La
gabbia
dorata
-
La
Jaula
de
Oro

La gabbia dorata - La Jaula de Oro, Diego Quemada-Diez

La gabbia dorata - La Jaula de Oro

di Diego Quemada-Diez, Messico, 2013, 102
con Brandon López, Rodolfo Dominguez, Karen Martínez, Carlos Chajon, Ramón Medína

La gabbia dorata - La Jaula de Oro, Diego Quemada-Diez

Trama

Tre adolescenti guatemaltechi, Juan, Sara e Samuel, cercano di raggiungere gli Stati Uniti d'America per inseguire il sogno di un'altra vita, lontano dalla povertà in cui sono cresciuti. Alla frontiera, dopo il primo scontro con gli agenti, Samuel tornerà a casa, mentre Juan e Sara, cui si è aggiunto Chauk, un indio del Chiapas che non parla lo spagnolo, andranno avanti. Il loro sarà un percorso pieno di insidie, un cammino nella disperazione, contro tutto e tutti.

Regia

Diego Quemada-Diez

Cast

Brandon López, Rodolfo Dominguez, Karen Martínez, Carlos Chajon, Ramón Medína

Durata

102′

Paese di produzione

Messico

Anno di produzione

2013

Calendario

Le proiezioni si terranno presso: Cascina selva, via cascina selva, ozzero
giovedì 13 giugno 2019
h: 20:00
6,00 € / intero
5,00 € / ridotto soci altrovequì

Recensioni

mymvovies.it. Al centro dell'opera prima di Diego Quemada-Díez c'è il concetto di frontiera. Intesa come limite e separazione, linea immaginaria che separa i ricchi dai poveri, terre economicamente sviluppate da altre ferme sotto il giogo di una grande arretratezza. Un confine da aggirare, navigando su corsi d'acqua, strisciando in angusti cunicoli, camminando sulle rotaie di una ferrovia che dovrebbe portare al progresso, ad una realtà migliore, almeno sulla carta. Il viaggio di Juan, Sara e Chauk è quello di tutti i migranti, di uomini alla ricerca di un luogo solo concettualmente distante in cui giocarsi la possibilità di essere diversi da quello che la geografia ha scelto per loro alla nascita.
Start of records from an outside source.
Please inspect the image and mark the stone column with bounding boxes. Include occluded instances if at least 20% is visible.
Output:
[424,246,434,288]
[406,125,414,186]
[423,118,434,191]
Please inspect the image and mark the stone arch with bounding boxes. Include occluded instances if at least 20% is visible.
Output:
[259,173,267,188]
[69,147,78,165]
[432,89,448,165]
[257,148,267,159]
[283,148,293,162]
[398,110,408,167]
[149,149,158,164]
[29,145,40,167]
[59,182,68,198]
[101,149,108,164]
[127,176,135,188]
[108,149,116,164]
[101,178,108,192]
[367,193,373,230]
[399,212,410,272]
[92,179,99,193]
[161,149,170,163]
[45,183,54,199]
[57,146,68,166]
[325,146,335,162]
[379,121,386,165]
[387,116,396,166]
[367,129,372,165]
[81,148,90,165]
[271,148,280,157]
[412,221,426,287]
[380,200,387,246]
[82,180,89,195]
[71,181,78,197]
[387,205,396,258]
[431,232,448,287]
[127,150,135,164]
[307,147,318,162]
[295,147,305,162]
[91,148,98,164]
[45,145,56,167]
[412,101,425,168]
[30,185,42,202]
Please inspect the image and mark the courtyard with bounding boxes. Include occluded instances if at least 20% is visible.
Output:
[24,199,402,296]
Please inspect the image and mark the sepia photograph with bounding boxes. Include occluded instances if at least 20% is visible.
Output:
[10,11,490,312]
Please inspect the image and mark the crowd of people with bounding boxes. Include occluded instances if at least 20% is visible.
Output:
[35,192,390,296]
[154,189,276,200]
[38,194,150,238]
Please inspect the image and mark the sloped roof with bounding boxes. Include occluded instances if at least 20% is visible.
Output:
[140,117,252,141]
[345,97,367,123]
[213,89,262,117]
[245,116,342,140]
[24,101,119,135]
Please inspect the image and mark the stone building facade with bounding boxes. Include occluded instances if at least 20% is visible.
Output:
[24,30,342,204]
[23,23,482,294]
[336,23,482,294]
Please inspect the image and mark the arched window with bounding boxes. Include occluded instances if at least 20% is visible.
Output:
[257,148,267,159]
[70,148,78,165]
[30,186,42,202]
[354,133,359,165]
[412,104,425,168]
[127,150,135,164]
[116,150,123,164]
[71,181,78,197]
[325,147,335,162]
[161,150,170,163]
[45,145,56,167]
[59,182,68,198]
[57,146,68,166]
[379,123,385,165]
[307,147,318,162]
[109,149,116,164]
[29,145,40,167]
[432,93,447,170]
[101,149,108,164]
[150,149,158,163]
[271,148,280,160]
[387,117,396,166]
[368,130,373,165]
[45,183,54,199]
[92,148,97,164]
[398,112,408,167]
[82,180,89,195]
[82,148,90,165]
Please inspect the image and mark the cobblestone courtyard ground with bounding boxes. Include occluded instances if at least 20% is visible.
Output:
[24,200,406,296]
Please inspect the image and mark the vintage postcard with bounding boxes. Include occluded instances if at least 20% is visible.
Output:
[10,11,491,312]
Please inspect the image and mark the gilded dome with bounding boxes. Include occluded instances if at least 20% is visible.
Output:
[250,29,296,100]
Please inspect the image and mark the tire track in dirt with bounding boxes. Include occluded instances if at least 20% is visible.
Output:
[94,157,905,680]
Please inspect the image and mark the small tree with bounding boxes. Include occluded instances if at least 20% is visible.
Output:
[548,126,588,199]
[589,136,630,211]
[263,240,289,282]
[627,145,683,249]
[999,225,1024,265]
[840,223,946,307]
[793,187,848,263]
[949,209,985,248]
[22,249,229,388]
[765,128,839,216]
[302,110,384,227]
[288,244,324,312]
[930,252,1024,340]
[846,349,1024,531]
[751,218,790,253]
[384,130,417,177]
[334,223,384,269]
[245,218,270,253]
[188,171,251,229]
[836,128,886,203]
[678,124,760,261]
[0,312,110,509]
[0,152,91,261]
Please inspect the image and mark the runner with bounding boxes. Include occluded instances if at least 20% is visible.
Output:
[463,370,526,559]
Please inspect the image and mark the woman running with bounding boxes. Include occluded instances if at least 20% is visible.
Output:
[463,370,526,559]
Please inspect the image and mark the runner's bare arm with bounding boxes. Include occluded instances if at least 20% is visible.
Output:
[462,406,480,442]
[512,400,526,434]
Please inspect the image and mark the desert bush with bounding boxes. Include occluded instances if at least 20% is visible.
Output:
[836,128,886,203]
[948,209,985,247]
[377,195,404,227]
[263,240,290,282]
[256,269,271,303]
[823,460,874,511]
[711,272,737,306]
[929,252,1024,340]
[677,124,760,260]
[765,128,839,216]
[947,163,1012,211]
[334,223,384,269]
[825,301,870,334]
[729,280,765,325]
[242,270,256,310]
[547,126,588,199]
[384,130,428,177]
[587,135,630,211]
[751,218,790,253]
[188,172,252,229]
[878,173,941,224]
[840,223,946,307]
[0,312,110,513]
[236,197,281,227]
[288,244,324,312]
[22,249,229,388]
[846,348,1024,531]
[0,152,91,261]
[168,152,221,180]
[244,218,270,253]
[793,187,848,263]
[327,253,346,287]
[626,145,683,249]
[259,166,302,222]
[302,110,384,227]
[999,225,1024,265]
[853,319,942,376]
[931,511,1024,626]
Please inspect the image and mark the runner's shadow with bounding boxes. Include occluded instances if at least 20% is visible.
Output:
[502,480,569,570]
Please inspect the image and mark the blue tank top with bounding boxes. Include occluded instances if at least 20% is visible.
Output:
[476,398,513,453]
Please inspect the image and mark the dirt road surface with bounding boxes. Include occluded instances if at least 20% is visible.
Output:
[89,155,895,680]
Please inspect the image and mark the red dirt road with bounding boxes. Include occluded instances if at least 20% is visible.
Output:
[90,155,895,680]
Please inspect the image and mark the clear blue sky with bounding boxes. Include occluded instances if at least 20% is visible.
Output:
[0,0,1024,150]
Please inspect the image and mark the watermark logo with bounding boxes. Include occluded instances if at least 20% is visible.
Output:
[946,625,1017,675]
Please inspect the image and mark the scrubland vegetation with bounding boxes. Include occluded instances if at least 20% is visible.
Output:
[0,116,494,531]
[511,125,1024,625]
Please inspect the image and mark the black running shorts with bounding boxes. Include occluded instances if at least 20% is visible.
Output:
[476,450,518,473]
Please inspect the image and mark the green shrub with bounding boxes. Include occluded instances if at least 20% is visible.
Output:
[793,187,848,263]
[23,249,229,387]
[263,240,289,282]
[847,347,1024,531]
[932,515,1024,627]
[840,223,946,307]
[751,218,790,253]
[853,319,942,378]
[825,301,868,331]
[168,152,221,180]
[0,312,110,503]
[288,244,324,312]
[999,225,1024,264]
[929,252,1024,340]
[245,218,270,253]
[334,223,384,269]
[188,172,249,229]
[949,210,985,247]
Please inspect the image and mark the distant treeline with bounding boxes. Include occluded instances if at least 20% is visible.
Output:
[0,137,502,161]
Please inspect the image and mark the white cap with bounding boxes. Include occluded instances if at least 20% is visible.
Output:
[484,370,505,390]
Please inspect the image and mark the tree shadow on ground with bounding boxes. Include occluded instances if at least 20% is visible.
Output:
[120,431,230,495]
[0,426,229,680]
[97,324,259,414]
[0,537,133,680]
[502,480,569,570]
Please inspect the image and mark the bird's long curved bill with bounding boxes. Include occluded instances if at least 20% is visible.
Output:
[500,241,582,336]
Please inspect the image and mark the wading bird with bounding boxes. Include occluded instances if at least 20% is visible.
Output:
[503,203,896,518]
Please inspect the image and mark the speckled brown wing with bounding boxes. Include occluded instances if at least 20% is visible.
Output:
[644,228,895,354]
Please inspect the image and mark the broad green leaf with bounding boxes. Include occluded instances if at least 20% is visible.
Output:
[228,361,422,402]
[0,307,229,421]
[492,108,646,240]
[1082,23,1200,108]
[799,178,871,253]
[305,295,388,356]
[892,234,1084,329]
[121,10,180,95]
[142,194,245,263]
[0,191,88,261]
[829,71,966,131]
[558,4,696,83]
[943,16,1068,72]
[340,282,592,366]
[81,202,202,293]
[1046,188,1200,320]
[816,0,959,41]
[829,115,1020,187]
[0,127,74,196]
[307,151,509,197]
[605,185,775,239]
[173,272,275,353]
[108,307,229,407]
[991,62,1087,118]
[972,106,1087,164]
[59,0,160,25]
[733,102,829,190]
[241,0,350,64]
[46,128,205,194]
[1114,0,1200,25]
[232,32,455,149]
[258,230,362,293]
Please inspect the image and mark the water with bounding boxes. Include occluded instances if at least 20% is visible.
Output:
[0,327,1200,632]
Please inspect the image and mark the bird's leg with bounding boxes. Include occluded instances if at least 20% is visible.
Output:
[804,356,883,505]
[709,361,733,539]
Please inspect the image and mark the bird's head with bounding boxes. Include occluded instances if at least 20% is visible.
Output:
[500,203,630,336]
Nonostante la chiarezza delle riflessioni su cui si sviluppa, La gabbia dorata non è un'opera a tesi, realizzata esclusivamente per evidenziare uno scottante problema geopolitico, ma un film in cui le tematiche affrontate aderiscono alla linea narrativa, al respiro del racconto, allo sviluppo dei personaggi. Già dalla scelta di girare in Super 16, risulta chiara la volontà di avvicinarsi a una vibrazione dell'immagine d'impianto documentario oppure, ancor meglio, a una ricostruzione affidabile di una storia che ne racchiude mille altre simili, tutte autentiche. Dentro a una rigorosa organizzazione degli spazi, restituita da una direzione artistica secca e severa, si muovono tre attori adolescenti coi quali lo spettatore instaura subito una forte empatia: anche le evoluzioni dei loro rapporti, dall'iniziale avversità che il risoluto Juan prova verso Chauk fino al totale ribaltamento, stanno a sottolineare l'importanza della condivisione, della solidarietà, il falso mito dell'individualismo.

 

ondacinema.it. Troppo matura la consapevolezza del regista per sperare in un deus-ex-machina che sciolga i nodi dell'intreccio e ci risparmi il dolore per un finale già scritto negli occhi malinconici di Juan, nel cui precario portamento da leader si profila l'insorgere di una rassegnazione, sempre tacitata da gesti di forzata spavalderia. Un pragmatismo che si scontra da subito con l'inafferrabile Chauk, fascinoso interprete di un mondo ideale, slegato dalle contingenze terrene. Oltre le barriere sociali e linguistiche, l'indio comunica con la forza primordiale della gestualità, ma non per questo le relazioni che instaura tramite il contatto fisico si rivelano meno solide e durature, come dimostra il faticoso rapporto che lo lega a Juan.

 

filmtv.press. C'è una partenza, c'è un arrivo. C'è un prima e c'è un dopo. E niente e nessuno sarà più lo stesso. I protagonisti del film proprio come lo spettatore. Questo sorprendente esordio di Diego Quemada-Díez è un lucido e spietato teorema sul valore del viaggio come rito di passaggio per un gruppetto di ragazzini che, da una delle aree più povere e malfamate, la zona 3 di Città del Guatemala, tenta di andare verso l'America passando per il Messico dove raccoglierà Chauk, un indio del Chiapas. Tre ragazzi a cui la realtà ha già fatto conoscere e superare la propria linea d'ombra: sanno perfettamente chi sono e dove vogliono arrivare. La strada, per loro migranti contemporanei d'ogni luogo, è naturalmente piena d'insidie. Cosa che rende il loro viaggio universale e senza tempo. Perché così è stato, è e sarà, nei secoli dei secoli. Un cammino, attraverso le cosiddette - un tempo - vie di comunicazione ora plastica metafora del loro esatto contrario (ponti, strade, gallerie, fiumi, binari dei treni), lastricato di ambigui e spiazzanti comportamenti degli uomini sempre diffidenti verso l'altro. Che siano, da una parte, gli yankee con la loro grande muraglia innalzata al confine messicano ma bucata, letteralmente, come una groviera (con tanto di topi umani ad attraversarla) o che siano, dall'altra, gli stessi ragazzini nei confronti dell'indio diverso.